リカルド支部長から『エルザは積極的に人に害を与える存在ではない』と念書を渡されているが、村人の何人がそれを信じるかは分からない。
「エルザこそ、他にダンジョンと通じる出入口があるのを見つけてくれた。おかげで対処が間に合った。ありがとうな」
「そ、そうかな? えへへ……」
疲れた心にエルザの照れた顔が染みる。
撫で回したいという欲求は堪えて、俺はそっとエルザの裾を引っ張る。
すると、エルザはすぐに俺の手を握ってくれた。
まったく、想いを通い合わせたばかりだというのにトラブルが右から左へとやってきてばかりだ。

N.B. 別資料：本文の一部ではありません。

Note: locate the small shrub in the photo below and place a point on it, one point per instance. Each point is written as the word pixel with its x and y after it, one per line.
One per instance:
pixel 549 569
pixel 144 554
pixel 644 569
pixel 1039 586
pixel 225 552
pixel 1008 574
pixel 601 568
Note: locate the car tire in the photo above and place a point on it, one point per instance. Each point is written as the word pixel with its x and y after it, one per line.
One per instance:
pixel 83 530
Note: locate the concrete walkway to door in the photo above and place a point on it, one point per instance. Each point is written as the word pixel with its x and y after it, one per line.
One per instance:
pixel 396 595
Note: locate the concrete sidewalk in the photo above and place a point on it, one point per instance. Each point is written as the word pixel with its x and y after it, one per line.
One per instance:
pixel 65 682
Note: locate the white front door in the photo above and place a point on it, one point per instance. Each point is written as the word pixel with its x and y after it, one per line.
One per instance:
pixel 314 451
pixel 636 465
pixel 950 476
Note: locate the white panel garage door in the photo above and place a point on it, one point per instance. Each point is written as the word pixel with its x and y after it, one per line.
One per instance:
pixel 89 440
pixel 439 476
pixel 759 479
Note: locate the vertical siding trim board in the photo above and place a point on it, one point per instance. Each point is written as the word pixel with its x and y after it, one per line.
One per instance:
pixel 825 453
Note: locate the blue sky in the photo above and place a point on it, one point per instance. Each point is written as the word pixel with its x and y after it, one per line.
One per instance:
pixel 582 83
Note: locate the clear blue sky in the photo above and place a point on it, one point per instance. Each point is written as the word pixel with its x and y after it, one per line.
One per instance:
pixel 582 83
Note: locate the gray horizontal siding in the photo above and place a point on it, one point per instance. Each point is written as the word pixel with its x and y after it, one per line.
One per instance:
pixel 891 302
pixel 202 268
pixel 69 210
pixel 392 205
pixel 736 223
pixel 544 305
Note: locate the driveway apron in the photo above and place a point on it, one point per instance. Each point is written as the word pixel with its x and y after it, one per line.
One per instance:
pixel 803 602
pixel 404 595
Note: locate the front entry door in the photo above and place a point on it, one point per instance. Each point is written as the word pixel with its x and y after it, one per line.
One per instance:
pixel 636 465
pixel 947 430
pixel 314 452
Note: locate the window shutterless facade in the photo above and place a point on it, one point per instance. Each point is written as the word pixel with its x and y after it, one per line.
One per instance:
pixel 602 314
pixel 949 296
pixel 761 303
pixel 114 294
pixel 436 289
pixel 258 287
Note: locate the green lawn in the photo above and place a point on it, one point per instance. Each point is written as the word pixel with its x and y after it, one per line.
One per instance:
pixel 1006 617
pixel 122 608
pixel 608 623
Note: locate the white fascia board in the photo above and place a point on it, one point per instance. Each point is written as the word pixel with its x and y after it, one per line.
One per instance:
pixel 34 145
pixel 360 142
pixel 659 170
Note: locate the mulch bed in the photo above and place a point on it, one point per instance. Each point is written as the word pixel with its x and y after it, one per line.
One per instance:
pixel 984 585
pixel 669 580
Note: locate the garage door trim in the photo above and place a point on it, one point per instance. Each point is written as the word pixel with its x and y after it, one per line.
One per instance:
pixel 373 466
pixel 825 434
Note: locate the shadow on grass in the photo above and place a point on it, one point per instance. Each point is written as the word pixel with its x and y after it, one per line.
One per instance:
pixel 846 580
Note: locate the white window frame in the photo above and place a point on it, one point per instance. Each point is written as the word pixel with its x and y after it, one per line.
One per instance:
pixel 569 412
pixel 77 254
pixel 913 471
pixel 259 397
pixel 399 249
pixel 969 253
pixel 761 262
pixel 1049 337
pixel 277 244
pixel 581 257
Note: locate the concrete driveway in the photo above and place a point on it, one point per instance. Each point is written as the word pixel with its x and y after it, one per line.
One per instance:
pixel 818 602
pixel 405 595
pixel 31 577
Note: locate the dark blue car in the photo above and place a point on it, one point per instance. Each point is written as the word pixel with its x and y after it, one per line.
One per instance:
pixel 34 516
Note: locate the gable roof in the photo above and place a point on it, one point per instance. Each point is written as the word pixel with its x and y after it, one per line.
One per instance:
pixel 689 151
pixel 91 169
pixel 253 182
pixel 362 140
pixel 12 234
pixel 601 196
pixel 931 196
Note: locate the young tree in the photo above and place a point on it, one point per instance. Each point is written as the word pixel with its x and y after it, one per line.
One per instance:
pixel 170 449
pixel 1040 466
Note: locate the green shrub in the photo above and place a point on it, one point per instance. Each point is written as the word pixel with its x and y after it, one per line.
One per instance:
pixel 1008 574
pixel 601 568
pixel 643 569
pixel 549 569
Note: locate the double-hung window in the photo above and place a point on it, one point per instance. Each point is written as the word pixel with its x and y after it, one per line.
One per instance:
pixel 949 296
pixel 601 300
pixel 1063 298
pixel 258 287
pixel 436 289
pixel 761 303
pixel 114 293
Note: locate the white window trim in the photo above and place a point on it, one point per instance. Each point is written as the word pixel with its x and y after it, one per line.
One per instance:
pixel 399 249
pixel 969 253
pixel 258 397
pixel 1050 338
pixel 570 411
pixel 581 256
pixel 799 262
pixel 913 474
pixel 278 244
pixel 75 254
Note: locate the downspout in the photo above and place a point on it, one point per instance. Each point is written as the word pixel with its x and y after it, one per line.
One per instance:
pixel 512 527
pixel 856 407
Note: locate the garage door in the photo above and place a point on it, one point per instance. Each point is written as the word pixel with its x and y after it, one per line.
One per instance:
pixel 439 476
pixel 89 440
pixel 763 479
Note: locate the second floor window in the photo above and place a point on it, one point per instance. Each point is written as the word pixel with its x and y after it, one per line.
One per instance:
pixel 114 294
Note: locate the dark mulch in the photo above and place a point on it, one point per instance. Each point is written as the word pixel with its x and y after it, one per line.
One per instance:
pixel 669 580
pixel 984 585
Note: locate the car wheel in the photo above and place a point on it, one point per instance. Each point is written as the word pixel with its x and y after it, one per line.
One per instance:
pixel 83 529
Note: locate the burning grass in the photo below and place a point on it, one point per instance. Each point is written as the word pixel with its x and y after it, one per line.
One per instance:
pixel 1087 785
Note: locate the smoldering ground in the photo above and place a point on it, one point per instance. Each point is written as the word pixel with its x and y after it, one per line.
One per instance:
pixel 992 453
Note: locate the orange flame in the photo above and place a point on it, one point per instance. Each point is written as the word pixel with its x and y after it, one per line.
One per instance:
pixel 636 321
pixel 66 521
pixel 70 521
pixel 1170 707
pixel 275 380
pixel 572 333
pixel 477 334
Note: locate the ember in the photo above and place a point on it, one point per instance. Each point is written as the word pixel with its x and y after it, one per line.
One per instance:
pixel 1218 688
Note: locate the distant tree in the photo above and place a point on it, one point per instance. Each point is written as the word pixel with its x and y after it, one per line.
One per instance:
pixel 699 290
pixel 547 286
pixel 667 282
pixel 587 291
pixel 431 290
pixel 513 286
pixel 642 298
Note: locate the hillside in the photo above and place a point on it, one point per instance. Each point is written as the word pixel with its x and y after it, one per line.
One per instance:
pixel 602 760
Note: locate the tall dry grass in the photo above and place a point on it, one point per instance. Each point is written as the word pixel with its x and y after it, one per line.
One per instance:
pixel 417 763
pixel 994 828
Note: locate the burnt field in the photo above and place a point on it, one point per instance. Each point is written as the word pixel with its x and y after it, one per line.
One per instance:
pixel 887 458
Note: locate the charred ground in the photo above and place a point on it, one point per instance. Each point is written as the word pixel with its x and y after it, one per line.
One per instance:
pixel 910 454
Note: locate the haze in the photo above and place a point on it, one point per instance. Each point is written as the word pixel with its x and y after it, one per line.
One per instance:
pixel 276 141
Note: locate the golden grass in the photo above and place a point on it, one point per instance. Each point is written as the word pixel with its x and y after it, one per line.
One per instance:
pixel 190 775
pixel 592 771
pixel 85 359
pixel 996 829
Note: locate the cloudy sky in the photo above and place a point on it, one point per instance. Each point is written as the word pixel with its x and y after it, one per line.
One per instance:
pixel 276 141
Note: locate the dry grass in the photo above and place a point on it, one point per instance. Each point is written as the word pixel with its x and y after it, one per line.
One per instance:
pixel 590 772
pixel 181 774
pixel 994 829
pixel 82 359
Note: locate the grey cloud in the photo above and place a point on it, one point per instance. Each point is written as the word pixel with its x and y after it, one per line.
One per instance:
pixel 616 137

「お父さんとお母さんに相談したら、二人分の寝床なら用意できるって。家に来る?」
「行きたいところだが……」
俺はそっと父さんの方を見る。
村から避難するといった村人の集団を鼻で笑っていた。
大方、村を捨てる臆病者めとでも罵っているのだろう。
「迷惑は掛けられないし、明日には王都から冒険者が来るという。それまで結界は持つから、大丈夫だよ」
「そっか……分かった。何かあったら呼んでね」
コクリとエルザに頷き返して俺は指を絡めた。
ほんの僅かな触れ合いと言葉を交わすだけで、俺の心はこんなにも満たされる。
寂しさを覚えながらも未練を断ち切って、俺はエルザと繋いでいた手を解いた。
「じゃあ、また明日」
「うん。また明日ね」
そうして、俺は父さんを連れて家に帰った。
その途中で、ダンジョンの出入り口に繋がる井戸に厳重な結界をまた施して、崩れた鍛冶場を掃除して……なんて対応に追われているうちにすっかり夜になってしまった。
食事の用意すらしていなかった父親の分を作って、食べ終えた皿を下げて洗っているうちに、俺はふと母さんのことを思い出していた。
俺がいない五年間、母さんは一人でずっと家にいたのだろうか。
手紙のやり取りはしていたが、家については語らず村についてばかりだった。
あるいは、鳥や花や取り留めのない話題。
俺はそれを平和の証と捉えていたが、もしかしたら本当に何もなかったのかもしれない。
「父さんは避難しないの?」
母さんはいい顔をしないかもしれないが、他の村に避難するのもアリかもしれないと俺は思っている。
勿論、父さんがよしとしないのは承知だったが尋ねずにはいられなかった。
「どこに?」
「そりゃ、母さんがいる村とか……」
「あんな女のところに行くわけないだろう。馬鹿にされるに決まってる」
「でも、ダンジョンの無力化がいつになるか分からないし……」
ダンジョン内に沸く魔物を根気強く討伐する事で、無害なダンジョンになる事もあるという。
それが再来年かそれとも百年後かは定かではない。
ダンジョンを有する村として栄えることもあれば、危険に対処しきれず滅びることだってあり得るのだ。
「他のところに行くぐらいなら、ここで死んだほうがマシだな」
「父さんは母さんと喧嘩したまま、お別れになってもいいっていうの?」
「元々、アレと結婚してやったのも行き遅れていたからだ。どうなろうと構わん!」
こんな時にまで、憎まれ口を叩く父さんに呆れしか出てこなかった。
「……父さんにとっちゃ、母さんも俺もどうでもいいんだろ」
「おい、カイン!」
「おやすみ」
何か言いたげな父さんから逃げるように部屋の扉を閉める。
父さんは扉をノックする事も、扉の向こうから話しかけるという事もなく舌打ちだけして酒瓶を開ける音だけが聞こえた。